Config File¶

In the following the parameters in the config.yml are discussed. In principle, the config.yml consists of different blocks. ScanNeo2 always utilizes the config.yml that is located in config/config.yml. However, the option --configfile allows specifying custom config files. It is to be noted that merely overwrites the config/config.yml and should therefore include all parameters to prevent using settings from multiple config files.

GENERAL¶

On the top level, the parameters are applied system-wide when applicable. This includes the reference genome within the reference attribute. The release option corresponds to the ENSEMBL release version and nonchr indicates to whether (=true) or not (=false) DNA sequence that is not assigned to chromosomes should be included in the analysis. Other options include the number of cores (threads), the mapping quality (mapq), and the average Phred scores (basequal).

threads: 30
mapq: 30  
basequal: 20

DATA¶

The data block contains the sequencing reads specified as the indented blocks name, dnaseq, and rnaseq.

data:
  name: <name/of/sample> 
  dnaseq:
    <group1>: <path/to/dnaseq/reads1> [path/to/dnaseq/reads2]
    <group2>: <path/to/dnaseq/reads1> [path/to/dnaseq/reads2]
  rnaseq:
    <group1>: <path/to/rnaseq/reads1> [path/to/rnaseq/reads2]
  normal: <group2>

  custom:
    variants:
    proteins:
    hlatyping:
      MHC-I:
      MHC-II:

The name key-value pair contains the name of the sample. This is also the name of the folder in which the analysis results are stored (e.g., results/<name/of/sample>). The blocks dnaseq and rnaseq specify the paths to the sequencing reads. In the <group1>:<path/to/dnaseq/data> key-value pair, the path to the DNA-seq data is defined. This can be either in .bam or .fastq. In the case of paired-end reads, forward and reverse read need to be separated by space. Similarly, rnaseq: <path/to/rnaseq/data> defines the RNA-seq data. Scanneo2 allows to specify multiple samples, using the same identation within the dnaseq or rnaseq blocks (e.g., ). These can correspond to readgroups or conditions. However, these need to be unique. In addition, normal allows to specify normal samples but is not used currently. Multiple normal samples can be separated by spaces. Scanneo2 operates on both RNA-seq and DNA-seq, but in principle also works with either DNA-seq or RNA-seq data. However, providing only DNA-seq data is restricted to detecting indels and SNVs.

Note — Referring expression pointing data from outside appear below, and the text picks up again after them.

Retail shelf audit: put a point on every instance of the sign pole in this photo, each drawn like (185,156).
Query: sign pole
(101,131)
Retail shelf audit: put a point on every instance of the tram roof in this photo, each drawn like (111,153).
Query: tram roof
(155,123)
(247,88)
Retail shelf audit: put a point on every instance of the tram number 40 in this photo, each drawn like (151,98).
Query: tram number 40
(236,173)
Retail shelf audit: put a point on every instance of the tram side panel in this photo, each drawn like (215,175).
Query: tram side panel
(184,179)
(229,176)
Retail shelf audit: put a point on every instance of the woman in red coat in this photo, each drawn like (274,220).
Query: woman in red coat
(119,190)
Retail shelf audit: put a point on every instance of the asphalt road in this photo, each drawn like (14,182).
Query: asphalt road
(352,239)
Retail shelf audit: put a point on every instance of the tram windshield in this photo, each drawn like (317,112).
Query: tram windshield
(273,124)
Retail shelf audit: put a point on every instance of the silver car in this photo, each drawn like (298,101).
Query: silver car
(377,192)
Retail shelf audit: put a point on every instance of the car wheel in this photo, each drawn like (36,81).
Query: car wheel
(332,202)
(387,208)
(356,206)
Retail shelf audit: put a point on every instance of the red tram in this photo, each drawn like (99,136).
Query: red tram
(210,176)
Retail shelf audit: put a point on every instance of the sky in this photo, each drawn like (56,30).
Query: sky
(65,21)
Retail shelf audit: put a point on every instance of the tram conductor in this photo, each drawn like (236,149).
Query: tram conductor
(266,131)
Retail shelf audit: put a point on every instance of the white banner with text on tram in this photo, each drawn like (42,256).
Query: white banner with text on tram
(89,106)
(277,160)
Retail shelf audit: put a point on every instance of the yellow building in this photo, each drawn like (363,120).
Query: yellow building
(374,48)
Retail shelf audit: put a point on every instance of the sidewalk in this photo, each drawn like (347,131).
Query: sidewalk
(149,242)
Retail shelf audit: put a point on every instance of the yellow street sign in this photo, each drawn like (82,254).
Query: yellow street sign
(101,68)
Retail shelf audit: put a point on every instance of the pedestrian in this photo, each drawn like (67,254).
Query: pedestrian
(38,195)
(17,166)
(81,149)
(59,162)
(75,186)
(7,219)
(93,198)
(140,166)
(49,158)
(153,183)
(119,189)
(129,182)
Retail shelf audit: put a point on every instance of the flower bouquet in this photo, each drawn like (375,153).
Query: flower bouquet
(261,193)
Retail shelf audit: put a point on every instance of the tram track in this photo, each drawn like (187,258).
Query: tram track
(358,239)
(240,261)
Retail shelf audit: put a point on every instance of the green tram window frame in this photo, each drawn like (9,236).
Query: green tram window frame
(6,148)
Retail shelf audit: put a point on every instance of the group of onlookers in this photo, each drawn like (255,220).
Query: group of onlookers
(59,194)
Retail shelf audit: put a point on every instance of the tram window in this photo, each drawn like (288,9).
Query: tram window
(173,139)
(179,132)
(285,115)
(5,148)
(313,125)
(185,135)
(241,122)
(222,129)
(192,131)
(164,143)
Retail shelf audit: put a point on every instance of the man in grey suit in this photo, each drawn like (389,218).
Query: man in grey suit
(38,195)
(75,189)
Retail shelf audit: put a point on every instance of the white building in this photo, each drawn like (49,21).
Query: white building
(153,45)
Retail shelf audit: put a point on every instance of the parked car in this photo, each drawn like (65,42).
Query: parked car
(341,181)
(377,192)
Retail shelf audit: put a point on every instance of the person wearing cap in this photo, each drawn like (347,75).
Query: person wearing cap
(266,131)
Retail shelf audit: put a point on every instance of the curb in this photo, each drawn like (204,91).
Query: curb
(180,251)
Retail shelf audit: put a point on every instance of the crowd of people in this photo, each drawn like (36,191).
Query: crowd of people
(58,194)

In addition, the custom block allows the (optional) specification of user-defined data.

In variants predefined variants in VCF format can be provided. When available ScanNeo2 utilizes specific INFO keys, which are used in the results. These include AO, DP, AF which correspond to the observed alleles (supporting reads), the depth of the variant, and the variant allele frequency, respectively.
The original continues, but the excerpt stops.